Ambiente

L’uomo che scambiò una villa palladiana per un supermercato

15 Febbraio 2019

L’Italia ha un gran bisogno di ipermercati. Quando pensiamo a cosa manca davvero in questo paese non possiamo fare a meno di immaginare superstore mastodontici, luccicanti, frenetici. Pronti a ridisegnare il paesaggio urbano e psicologico, a restituire piena sovranità all’uomo-consumatore, prodotto storico tra i più diffusi, tra i più sondati.

La penuria di centri commerciali affligge i nostri risvegli, perseguita le nostre insonnie, seduce i nostri sogni, ingrassa i nostri traffici veicolari, ispira orazioni meravigliose. Turba ed eccita. Eccita e turba. E così via, all’infinito. Senza sosta. In ogni luogo. Proprio in ogni luogo. Persino in una villa palladiana.

Siamo passati dalla sindrome di Stendhal alla sindrome di Scarpa. Dalle “sensazioni celesti” alle vertigini da shopping. Questione di retaggio. Un retaggio culturale che, nella mente dei pochi, ama ritenersi raffinato, ma che finisce con l’essere fondamentalmente smargiasso se non ci spingiamo troppo a ritroso: il Rinascimento è inattivo da un pezzo, il consumismo, viceversa, gode di ottima salute, e già da un po’, ovunque.

Abbiamo accennato a un certo Scarpa, non vi sarà sfuggito. Chi è costui? Un audace, per i cauti. Uno strumento dello Zeitgeist, per i letterati. Un fenomeno nel settore strategico delle opinioni intransitabili, per i detrattori. Un barbaro di buona indole, per i curiosi. In sede di cronaca, il responsabile provinciale, per la provincia di Treviso, di Italia Nostra, associazione coinvolta nella tutela dei beni culturali e ambientali. In sostanza, un attivista esasperato dall’incuria. Disposto a tutto. Anche a ubicarsi sulla esile linea di demarcazione che separa il talento visionario dal cazzeggio eretico.

La sua proposta: “Un supermercato a Villa Emo, per far vivere la palladiana dimora, mantenendola aperta al pubblico”. E poi ancora: “Rendere Villa Emo un progetto pilota a salvaguardia del territorio. Invece di continuare a costruire nuovi supermercati consumando il suolo, si può iniziare a ragionare sulle funzioni alternative che possono avere le ville venete”. Il nobile intento: “Evitare che le ville venete vengano chiuse al pubblico. Ed è questo il rischio concreto per Villa Emo, nel caso in cui si concretizzi l’acquisto del magnate straniero”.

Una figata, insomma. Una specie di guazzabuglio psuedowarholiano. La Campbell’s soup traslocherà in carne e ossa tra gli scaffali di una villa del Palladio.

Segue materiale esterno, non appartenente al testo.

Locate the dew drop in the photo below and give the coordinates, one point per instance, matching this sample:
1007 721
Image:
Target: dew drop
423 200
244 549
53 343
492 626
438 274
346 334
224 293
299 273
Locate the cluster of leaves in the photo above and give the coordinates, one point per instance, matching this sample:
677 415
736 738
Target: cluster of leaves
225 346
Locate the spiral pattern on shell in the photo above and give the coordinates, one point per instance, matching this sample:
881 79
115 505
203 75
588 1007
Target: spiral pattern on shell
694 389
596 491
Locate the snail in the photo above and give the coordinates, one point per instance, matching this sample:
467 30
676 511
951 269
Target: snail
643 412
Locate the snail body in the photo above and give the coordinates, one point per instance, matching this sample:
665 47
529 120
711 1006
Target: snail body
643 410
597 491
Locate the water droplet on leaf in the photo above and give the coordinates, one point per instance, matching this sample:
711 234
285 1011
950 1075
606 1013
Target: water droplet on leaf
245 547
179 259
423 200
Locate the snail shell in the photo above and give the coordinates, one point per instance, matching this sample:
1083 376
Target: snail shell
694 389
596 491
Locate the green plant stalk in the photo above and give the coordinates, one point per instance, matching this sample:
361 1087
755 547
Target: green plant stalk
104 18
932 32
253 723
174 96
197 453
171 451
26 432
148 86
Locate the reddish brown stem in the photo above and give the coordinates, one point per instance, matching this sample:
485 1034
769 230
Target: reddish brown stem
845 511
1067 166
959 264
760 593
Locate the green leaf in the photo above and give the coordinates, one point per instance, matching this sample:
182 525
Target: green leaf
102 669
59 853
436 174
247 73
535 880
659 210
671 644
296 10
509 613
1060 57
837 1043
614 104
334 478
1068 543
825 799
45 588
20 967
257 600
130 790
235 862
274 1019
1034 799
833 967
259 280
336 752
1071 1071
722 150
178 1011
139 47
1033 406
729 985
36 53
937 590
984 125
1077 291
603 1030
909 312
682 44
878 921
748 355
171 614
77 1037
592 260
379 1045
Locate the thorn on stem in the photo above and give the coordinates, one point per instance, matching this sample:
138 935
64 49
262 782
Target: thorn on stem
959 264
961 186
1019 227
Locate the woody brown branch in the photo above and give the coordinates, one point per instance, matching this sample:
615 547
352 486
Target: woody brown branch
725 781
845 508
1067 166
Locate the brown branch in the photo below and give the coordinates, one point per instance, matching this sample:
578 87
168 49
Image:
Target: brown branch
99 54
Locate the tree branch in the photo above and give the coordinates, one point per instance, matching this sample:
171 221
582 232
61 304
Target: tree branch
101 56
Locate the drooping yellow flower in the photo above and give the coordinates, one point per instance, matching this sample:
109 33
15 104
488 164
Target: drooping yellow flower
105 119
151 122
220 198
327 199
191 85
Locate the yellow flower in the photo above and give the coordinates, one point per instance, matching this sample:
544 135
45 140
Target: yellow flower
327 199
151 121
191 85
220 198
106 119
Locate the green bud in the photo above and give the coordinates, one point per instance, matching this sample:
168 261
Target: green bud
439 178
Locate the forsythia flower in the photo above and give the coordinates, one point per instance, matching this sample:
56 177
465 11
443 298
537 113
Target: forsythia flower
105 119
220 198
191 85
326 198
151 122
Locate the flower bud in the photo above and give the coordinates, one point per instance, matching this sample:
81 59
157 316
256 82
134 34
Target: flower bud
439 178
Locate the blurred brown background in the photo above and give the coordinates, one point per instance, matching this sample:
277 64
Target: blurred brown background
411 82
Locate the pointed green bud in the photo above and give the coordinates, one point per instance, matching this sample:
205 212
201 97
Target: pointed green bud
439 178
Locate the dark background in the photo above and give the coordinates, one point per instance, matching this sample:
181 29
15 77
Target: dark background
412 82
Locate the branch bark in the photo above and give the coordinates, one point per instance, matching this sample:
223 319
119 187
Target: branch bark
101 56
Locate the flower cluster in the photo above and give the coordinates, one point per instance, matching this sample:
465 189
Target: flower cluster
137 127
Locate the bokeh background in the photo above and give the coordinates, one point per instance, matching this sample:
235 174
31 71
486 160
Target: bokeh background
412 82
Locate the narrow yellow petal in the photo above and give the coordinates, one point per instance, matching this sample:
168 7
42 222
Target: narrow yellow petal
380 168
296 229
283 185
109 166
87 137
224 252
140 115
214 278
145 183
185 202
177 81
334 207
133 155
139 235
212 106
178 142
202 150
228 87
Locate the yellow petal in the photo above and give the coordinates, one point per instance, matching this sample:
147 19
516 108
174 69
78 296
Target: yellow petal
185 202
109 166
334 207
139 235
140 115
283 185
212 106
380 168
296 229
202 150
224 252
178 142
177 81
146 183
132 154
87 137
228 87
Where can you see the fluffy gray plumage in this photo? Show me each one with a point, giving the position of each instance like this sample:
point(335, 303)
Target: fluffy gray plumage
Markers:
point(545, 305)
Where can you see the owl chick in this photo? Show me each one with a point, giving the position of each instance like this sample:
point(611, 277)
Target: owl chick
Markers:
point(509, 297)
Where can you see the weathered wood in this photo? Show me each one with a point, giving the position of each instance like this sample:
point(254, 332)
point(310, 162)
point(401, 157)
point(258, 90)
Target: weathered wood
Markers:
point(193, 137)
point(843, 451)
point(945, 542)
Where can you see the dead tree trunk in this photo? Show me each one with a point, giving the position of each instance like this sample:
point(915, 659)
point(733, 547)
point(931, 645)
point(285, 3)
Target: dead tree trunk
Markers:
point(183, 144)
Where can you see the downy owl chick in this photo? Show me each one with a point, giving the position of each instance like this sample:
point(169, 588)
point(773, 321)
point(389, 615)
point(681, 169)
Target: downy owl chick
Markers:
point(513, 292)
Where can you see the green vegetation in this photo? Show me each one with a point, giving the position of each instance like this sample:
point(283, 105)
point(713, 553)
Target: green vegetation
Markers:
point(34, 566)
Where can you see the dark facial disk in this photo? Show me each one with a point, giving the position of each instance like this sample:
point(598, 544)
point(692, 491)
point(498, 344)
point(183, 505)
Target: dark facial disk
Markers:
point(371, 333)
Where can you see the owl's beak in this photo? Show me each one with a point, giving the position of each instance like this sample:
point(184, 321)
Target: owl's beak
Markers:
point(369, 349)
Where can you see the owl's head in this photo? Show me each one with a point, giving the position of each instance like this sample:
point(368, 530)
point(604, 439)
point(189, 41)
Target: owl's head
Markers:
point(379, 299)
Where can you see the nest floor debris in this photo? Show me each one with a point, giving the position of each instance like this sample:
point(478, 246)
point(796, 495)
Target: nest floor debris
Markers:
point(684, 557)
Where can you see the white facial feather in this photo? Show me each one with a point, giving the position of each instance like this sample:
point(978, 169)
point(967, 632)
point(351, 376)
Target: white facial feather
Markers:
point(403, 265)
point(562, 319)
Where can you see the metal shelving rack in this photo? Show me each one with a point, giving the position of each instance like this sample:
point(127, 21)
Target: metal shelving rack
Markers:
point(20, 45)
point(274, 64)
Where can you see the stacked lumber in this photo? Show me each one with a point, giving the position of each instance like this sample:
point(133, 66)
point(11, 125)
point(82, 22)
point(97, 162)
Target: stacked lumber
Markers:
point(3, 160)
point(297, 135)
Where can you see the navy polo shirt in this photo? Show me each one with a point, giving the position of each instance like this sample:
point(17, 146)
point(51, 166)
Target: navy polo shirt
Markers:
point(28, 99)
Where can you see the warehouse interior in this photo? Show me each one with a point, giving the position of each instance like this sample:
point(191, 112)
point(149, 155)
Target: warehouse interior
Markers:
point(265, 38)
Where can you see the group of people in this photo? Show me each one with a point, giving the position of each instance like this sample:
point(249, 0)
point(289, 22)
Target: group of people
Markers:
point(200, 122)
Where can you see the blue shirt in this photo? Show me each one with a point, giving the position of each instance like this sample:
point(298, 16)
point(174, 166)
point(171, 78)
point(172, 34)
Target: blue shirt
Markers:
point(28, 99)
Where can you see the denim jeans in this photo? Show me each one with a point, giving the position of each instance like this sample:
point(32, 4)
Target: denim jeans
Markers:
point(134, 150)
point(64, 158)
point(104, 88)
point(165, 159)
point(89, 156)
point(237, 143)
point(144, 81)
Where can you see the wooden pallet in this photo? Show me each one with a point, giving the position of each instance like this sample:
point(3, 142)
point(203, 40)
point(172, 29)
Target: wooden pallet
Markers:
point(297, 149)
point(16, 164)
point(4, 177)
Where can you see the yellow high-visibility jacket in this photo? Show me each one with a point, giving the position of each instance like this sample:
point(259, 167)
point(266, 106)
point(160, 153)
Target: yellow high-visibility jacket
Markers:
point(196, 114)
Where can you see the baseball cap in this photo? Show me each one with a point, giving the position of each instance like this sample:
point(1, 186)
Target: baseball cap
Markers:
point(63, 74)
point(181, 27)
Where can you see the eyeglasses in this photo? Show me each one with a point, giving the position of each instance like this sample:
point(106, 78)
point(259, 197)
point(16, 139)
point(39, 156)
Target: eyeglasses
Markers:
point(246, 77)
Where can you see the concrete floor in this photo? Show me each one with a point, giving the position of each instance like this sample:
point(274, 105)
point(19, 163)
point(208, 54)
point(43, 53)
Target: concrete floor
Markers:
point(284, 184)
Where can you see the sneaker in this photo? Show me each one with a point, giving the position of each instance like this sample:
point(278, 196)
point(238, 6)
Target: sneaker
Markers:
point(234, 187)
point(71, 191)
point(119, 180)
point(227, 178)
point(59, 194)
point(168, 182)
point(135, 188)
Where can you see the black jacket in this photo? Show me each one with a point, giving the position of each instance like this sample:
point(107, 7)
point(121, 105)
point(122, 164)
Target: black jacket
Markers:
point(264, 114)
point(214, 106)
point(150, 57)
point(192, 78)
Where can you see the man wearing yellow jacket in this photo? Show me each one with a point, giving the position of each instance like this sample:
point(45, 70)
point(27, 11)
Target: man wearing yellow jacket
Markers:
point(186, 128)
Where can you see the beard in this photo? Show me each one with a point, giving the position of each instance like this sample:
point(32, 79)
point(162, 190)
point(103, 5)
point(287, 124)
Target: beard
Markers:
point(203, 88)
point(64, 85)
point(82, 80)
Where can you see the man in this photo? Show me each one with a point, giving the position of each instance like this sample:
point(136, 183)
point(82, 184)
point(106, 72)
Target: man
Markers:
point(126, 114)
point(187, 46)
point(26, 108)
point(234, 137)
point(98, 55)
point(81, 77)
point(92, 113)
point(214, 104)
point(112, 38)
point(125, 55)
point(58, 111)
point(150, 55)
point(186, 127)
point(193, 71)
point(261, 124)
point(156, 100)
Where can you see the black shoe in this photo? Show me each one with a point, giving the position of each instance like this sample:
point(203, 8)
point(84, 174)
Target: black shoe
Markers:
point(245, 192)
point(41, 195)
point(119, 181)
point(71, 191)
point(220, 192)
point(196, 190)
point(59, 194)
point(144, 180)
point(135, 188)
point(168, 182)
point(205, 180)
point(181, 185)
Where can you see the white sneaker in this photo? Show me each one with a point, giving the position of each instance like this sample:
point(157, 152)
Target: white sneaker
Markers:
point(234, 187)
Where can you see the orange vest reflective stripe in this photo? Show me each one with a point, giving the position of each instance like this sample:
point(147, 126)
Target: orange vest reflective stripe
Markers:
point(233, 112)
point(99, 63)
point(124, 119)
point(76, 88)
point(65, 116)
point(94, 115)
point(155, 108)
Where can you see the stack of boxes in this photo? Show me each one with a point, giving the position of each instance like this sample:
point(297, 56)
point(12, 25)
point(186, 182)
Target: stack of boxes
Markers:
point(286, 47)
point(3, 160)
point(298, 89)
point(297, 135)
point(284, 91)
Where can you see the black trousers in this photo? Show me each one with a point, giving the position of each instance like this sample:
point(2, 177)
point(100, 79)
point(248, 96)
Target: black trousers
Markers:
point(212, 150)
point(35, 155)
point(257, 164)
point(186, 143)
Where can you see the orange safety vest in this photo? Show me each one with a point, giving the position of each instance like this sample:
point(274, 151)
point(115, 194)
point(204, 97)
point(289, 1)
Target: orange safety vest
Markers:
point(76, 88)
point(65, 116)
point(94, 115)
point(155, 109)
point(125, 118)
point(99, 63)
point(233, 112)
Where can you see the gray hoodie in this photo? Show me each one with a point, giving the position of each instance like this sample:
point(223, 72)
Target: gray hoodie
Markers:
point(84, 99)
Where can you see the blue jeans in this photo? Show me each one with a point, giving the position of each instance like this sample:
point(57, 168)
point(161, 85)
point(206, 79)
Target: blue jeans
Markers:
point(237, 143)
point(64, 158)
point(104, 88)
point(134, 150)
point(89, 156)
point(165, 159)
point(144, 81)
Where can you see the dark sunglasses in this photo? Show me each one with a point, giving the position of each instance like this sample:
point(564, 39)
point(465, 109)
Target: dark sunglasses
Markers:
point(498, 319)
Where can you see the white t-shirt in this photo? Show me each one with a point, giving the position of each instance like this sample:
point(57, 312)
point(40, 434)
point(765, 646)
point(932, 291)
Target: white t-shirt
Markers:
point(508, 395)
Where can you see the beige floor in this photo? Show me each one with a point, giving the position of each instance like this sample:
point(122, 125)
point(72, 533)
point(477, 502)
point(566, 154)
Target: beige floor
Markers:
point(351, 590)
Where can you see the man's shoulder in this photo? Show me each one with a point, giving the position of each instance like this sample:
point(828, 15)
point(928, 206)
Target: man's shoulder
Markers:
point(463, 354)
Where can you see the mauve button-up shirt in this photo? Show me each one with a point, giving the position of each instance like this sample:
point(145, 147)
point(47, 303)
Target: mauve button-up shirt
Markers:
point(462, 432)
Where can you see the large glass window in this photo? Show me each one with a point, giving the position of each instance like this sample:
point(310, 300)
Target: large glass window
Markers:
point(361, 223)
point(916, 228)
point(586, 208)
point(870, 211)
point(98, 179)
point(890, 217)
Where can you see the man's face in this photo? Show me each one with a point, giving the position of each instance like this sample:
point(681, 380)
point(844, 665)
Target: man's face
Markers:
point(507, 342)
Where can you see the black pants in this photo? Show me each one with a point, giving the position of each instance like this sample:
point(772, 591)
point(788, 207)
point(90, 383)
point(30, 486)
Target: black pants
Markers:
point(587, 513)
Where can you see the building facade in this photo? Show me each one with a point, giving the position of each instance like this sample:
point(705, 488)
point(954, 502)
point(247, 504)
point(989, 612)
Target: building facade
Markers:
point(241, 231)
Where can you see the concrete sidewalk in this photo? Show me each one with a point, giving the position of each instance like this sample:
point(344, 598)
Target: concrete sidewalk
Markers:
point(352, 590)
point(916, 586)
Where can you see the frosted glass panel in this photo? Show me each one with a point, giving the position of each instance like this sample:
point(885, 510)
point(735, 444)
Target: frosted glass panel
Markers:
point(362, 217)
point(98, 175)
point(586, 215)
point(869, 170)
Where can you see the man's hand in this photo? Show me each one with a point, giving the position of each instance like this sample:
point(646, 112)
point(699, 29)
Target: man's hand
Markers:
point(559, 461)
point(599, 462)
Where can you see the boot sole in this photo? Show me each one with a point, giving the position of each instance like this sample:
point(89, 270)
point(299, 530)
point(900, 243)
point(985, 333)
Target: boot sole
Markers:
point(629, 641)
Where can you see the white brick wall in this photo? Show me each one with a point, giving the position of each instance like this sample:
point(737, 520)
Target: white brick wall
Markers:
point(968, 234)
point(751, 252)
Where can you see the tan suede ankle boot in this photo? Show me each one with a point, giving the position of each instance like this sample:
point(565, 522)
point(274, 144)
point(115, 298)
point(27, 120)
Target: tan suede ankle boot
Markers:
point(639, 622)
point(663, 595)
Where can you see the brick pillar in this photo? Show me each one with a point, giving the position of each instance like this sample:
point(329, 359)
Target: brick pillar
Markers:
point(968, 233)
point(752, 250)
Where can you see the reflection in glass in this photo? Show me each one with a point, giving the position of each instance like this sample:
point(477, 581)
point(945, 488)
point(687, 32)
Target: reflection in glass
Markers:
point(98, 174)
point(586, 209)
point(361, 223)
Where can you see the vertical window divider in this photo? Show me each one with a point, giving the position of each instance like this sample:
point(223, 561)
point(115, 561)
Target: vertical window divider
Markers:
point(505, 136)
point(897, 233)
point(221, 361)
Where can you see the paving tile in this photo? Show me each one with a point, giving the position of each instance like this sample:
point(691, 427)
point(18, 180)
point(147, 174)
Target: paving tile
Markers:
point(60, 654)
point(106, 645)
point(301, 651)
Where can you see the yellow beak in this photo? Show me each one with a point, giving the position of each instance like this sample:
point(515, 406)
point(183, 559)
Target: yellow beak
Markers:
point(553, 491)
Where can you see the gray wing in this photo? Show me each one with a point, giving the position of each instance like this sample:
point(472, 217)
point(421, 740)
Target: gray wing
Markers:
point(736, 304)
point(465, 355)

La quale, per i posteri, diverrà impensabile senza insaccati e barattoli al suo interno. Sarà la prosecuzione del Rinascimento con altri mezzi, l’abbraccio amorevole tra cultura alta e cultura pop come non avremmo mai pensato di vederlo. Incredibile che tale proposta sia stata lanciata da un addetto ai lavori e non da un politico allucinato o dal Briatore di turno.

D’altronde, riconosciamolo, l’opera d’arte architettonica – come qualsiasi frammento del patrimonio storico-artistico – fatica a immettersi in una cornice di senso nell’epoca del Presente Assoluto, perde la propria ovvietà, il proprio diritto all’esistenza. Di base, quando non assume il carattere di feticcione turistico, si trova davanti a un bivio: farsi pietra abbandonata, adibirsi a latrina per volatili, consegnarsi alla damnatio memoriae, oppure, ripensarsi, destinarsi ad altro, trasfigurarsi. Pubblico abbandono o privata reviviscenza.

In qualche caso, c’è persino una terza via, del pubblico ludibrio, della reviviscenza coi fiocchi. Terza via, a parere dei passatisti, perfettamente incarnata dalla provocazione scarpesca. Che, per questi ultimi, dai piedi ben poggiati sulle nuvole, si avventura dall’inconcepibile al probabile con troppa leggerezza.

Essi ammoniscono con levata di scudi: “non far conto della bonaccia nella tempesta” è un comune difetto degli uomini. Provvedere alla rinascita di un luogo d’arte riplasmandolo in non luogo è come minimo abominevole.

Detto, fatto. L’ideona del dimissionario Scarpa non avrà seguito (tempi acerbi…), perché inascoltata (per il momento…).